The Moore Gypsy or Birmingham Guild BG 100/12 and BG 135 is an early all-metal single-seat glider designed in the UK in the late 1960s. Several longer span variants were produced by various manufacturers. The first BG 135 was still flying in 2011.

==Design and development==

The Moore Gypsy is a small glider, all metal apart from a GRP nose, designed by L. P. Moore, J. Gibson and K. Emslie and constructed by the Birmingham Guild Ltd. It has shoulder mounted, cost-saving wings of constant chord with square tips. Though the prototype had a 12 m span wing, longer span variants were envisaged from the outset.

The wings are light alloy structures with polyurethane foam cores and 0.0124 in (315 μm) light alloy skins. Ailerons and flaps occupy the whole of the trailing edge. The Gypsy has a constant chord V-tail constructed in the same manner as the wing. Its fuselage behind the nose is an oval section metal monocoque with a long, smooth, bulged canopy over the single seat cockpit that rejoins the fuselage profile. There is a single, semi-protruding fixed mono wheel under the wing and a small tailwheel.

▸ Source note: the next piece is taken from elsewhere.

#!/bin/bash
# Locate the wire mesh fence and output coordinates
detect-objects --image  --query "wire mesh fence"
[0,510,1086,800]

The first Gypsy, the 12.0 m span BG 100/12, made its first flight from Pendeford airfield near Wolverhampton on 7 April 1970, piloted by Derek Piggott. A 13.46 m (44 ft 3.5 in) span version was first flown on 30 May 1971. Known as the BG 100/13.5, it was a rebuild of the sole BG 100/12; as well as the new wings, which were fitted with extended trailing edge air brakes, it had an increased span tailplane of higher aspect ratio.

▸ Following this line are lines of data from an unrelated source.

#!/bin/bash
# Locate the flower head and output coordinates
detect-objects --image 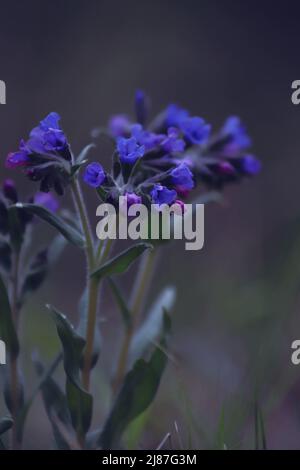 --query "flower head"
[6,113,71,194]
[171,163,195,190]
[161,127,185,153]
[117,137,145,165]
[83,162,106,188]
[2,179,18,204]
[150,184,177,205]
[131,124,165,151]
[239,155,261,175]
[125,193,142,207]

The first pre-production Gypsy, the BG 135, flew in March 1972. It differed from the earlier versions chiefly in its wing construction, having the foam-stabilised thin skin of the BG 100s replaced by an aluminium alloy skinned D-box leading edge, based on the main spar, and with fabric covering between main and rear spars. The best glide angle of the BG 135 is 33:1. It gained a Certificate of Airworthiness in July 1972. After demonstrations at the British National Gliding Championships, held from 27 May to 4 June 1972, the BG 135 was loaned to several Clubs for evaluation. Following some minor modifications, production of a batch of seven was prepared.

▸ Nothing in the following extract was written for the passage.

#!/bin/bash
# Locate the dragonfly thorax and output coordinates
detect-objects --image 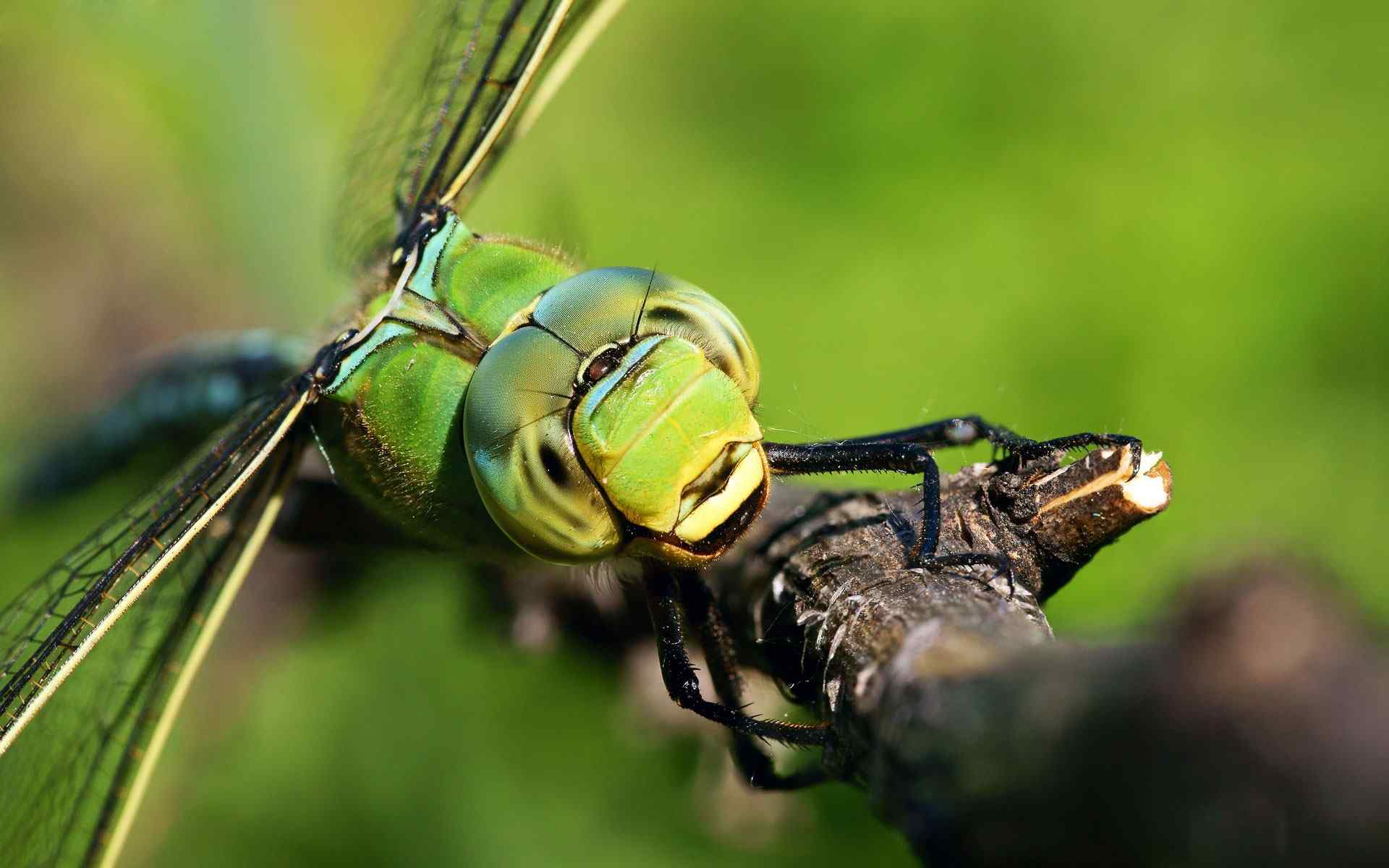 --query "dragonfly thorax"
[464,268,768,565]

This limited production by The Birmingham Guild was later taken over by Yorkshire Sailplanes as the YS 55 Consort.

In 1975, the design was further developed as the Swales SD3-15, with a 15 m (49 ft 2.5 in) span

==Operational history==
At least one example has had an extended active life. The first BG 135, Certificate of Airworthiness BGA 1741, competed at the Inter-services Regional Glider Competition held at Hullavington Airfield in August 1998, 26 years after its first competitive appearance. BGA 1741 was recorded at RAF Keevil in 2009. In 2011 it was privately owned and based at Lasham Airfield.

==Variants==

- Moore Gypsy or (Birmingham Guild BG 100/12)
Original version, 12 m span, 1970.
- BG 100/13.5
13.5 m span prototype, rebuilt BG 100/12, 1971.
- BG 135
Production 13.5 m span version, 1972. 7 built by Yorkshire Sailplanes as the YS 55 Consort, plus one by Swales Sailplanes as the SW3-13.